The yield on the 7.8 percent securities due April 2021 rose one basis point, or 0.01 percentage point, to 8.55 percent at 9:19 a.m. in Mumbai, the highest level for benchmark 10-year notes since September 2008, according to data compiled by Bloomberg. The Bombay Stock Exchange Sensitive Index advanced 0.6 percent, and the rupee strengthened 0.5 percent to 49.14 against the dollar.

India’s federal government on Sept. 29 increased its bond-sale target for the second half of the financial year by about 32 percent, citing outflows from national savings accounts. Savings placed by individuals in state-run deposit plans, which are used to fund public spending, have fallen short of target this year and forced the government to increase market borrowings.

So far, tax collections from companies and individuals, including those from the middle class, have surpassed the government’s projection.

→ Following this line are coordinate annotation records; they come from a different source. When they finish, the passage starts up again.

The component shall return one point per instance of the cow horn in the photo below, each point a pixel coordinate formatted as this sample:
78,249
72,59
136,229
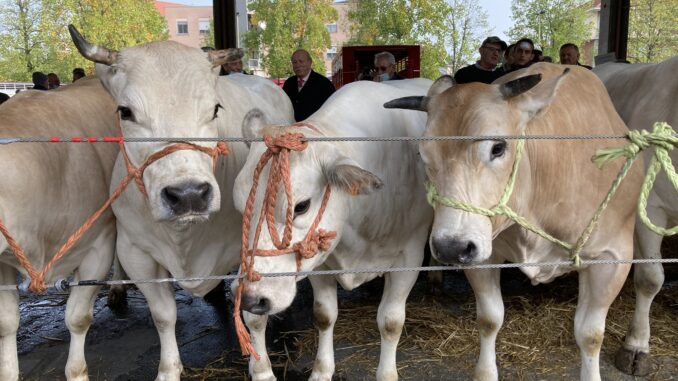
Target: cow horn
90,51
409,103
519,86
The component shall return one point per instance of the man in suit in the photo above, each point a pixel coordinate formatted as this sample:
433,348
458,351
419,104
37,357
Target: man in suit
307,89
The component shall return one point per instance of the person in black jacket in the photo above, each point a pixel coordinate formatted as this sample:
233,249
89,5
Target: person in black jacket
484,70
307,89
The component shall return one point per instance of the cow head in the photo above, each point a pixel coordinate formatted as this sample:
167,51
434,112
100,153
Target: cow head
475,171
311,170
165,89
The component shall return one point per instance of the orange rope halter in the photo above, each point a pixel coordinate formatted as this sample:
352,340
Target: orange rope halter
38,277
278,149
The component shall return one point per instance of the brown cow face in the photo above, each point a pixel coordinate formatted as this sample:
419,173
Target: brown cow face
476,171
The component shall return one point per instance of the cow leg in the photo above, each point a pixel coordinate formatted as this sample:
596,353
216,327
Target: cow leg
634,355
117,294
161,302
325,311
599,285
79,316
9,323
259,370
490,317
391,313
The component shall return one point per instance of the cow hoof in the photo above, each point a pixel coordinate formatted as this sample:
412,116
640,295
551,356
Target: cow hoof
633,363
320,377
117,298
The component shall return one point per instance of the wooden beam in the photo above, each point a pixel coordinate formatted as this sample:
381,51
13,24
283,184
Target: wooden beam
614,30
225,30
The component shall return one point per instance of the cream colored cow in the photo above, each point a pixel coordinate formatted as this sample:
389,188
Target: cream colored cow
47,192
557,188
186,225
644,94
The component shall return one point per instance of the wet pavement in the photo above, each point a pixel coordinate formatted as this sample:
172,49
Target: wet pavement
124,345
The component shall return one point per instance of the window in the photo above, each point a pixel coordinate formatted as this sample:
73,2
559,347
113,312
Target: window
204,26
331,52
182,27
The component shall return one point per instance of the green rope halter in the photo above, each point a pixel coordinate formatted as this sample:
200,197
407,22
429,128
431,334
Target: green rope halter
663,138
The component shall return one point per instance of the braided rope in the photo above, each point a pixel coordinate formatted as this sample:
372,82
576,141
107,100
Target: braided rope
278,150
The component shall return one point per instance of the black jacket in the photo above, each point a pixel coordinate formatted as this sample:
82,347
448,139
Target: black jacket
315,92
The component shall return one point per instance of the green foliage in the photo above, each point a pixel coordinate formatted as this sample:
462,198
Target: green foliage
653,30
449,32
37,37
285,26
551,23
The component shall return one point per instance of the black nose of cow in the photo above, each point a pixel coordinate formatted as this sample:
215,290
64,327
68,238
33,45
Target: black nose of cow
255,304
188,198
452,251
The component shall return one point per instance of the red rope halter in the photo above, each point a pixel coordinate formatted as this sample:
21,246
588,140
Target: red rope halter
38,277
315,240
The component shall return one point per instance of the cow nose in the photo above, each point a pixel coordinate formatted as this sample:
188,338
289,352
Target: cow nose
188,198
255,304
451,251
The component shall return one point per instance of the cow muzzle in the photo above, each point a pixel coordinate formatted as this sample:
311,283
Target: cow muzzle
191,198
454,251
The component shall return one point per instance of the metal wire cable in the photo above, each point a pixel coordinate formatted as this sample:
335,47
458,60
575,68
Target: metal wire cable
63,284
11,140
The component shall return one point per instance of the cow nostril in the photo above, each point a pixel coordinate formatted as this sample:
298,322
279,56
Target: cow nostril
171,195
205,191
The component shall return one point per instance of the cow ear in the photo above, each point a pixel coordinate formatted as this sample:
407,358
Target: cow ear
253,124
536,100
441,84
348,176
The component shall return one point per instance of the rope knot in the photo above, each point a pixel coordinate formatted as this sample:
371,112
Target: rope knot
222,149
288,141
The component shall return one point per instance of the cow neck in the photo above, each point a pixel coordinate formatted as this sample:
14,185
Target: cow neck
278,151
138,172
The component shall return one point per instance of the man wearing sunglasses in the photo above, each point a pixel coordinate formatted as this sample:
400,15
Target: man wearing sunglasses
484,70
384,66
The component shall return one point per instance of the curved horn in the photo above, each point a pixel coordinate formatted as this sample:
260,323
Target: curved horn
519,86
409,103
90,51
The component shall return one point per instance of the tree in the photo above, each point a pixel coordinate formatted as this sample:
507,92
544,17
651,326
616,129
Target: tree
20,39
447,31
653,30
287,25
551,23
115,24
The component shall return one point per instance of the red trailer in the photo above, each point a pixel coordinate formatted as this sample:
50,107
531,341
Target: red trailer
348,64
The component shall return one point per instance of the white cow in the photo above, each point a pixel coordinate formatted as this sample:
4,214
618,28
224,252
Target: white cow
47,192
557,188
644,94
187,225
386,228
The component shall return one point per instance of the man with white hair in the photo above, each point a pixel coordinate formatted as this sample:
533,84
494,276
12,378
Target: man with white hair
384,65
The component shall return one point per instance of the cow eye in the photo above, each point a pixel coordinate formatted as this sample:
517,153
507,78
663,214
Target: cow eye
302,207
125,113
216,111
498,150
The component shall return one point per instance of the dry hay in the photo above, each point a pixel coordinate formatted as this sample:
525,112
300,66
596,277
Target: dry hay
537,335
536,338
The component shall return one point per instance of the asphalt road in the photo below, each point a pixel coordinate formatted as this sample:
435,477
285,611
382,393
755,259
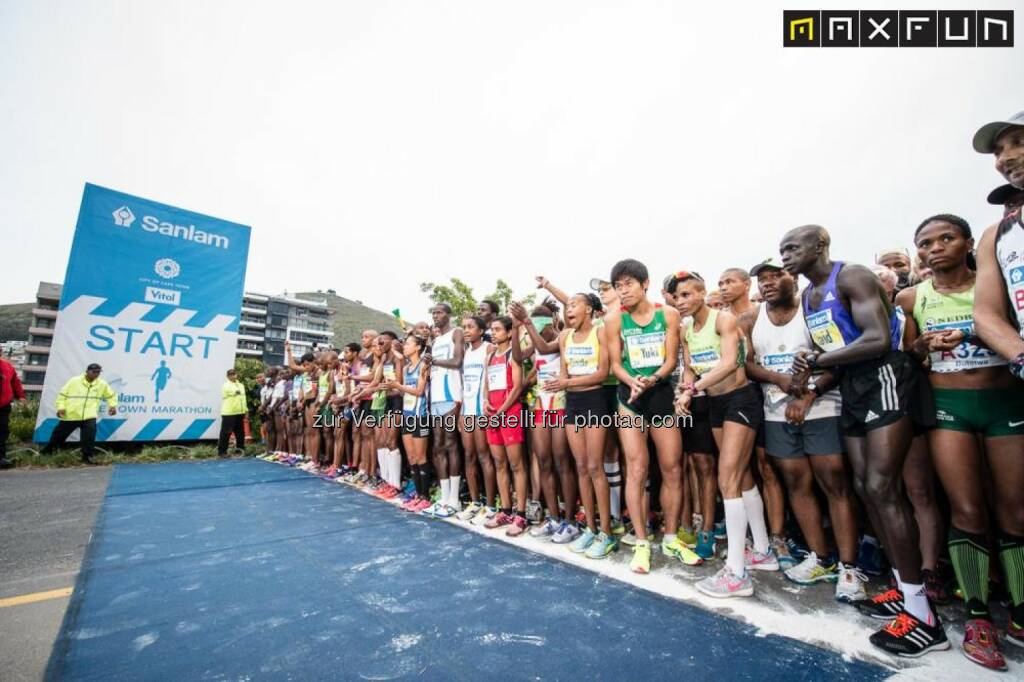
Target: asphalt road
46,519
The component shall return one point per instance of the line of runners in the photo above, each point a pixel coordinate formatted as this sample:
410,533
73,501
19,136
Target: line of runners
844,399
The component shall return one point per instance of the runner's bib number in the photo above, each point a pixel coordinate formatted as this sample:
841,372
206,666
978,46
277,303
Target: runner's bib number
966,355
782,364
646,350
497,377
824,331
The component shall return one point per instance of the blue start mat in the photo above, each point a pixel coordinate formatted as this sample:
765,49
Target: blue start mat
242,569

India’s gross direct-tax revenue rose 26 percent from a year earlier to 1.54 trillion rupees ($31 billion) in the five months through August, the finance ministry said Sept. 8. The government had budgeted a 19.4 percent increase for the current fiscal year.

Slowing Growth

“The current buoyancy in gross tax collections reflects still-high nominal GDP growth as well as strong trade performance in the first half of the fiscal year,” Atsi Sheth, New York-based senior analyst at Moody’s Investors Service Inc., said in an Oct. 3 note. Sheth expects economic growth to moderate in the second half of the year because of high domestic interest rates and “global uncertainties.”

The International Monetary Fund last month cut its forecast for India’s economic growth. The South Asian nation’s economy will expand 7.8 percent in 2011, the Washington-based lender said, slower than the 8.2 percent projected in June. For 2012, it lowered its estimate to 7.5 percent from 7.8 percent.

The finance ministry plans to raise 2.2 trillion rupees selling bonds in the six months ending March 31, higher than the budgeted 1.67 trillion rupees, R. Gopalan, secretary, Department of Economic Affairs, said last week. The government raised 2.5 trillion rupees in the first six months of the year.

Small Savings

Individual investors withdrew 61.9 billion rupees between April and August from small-savings deposit plans such as those run by post offices, after adding 238.56 billion rupees in the year-earlier period, official data show. The state-run savings programs offer a return of 8 percent, while State Bank of India, the nation’s biggest lender, offers 9.25 percent interest on one-year deposits, according to its website.

Fitch Ratings said Oct. 3 that any further deterioration in Indian government finances may “weigh” on the nation’s debt ratings, even though the decision to increase the annual borrowing plan was expected.

India’s BBB- rating by Fitch, the lowest investment grade, is currently “well supported” with a stable outlook, said Andrew Colquhoun, Hong Kong-based head of Asia-Pacific sovereign ratings at Fitch.

The Indian government’s announcement to issue more debt is “not surprising” and is “within the scope of expectations,” Takahira Ogawa, Singapore-based director of sovereign and international public finance ratings at Standard & Poor’s, said Oct. 3. The nation’s budget deficit will exceed the government’s target, he said, without elaborating.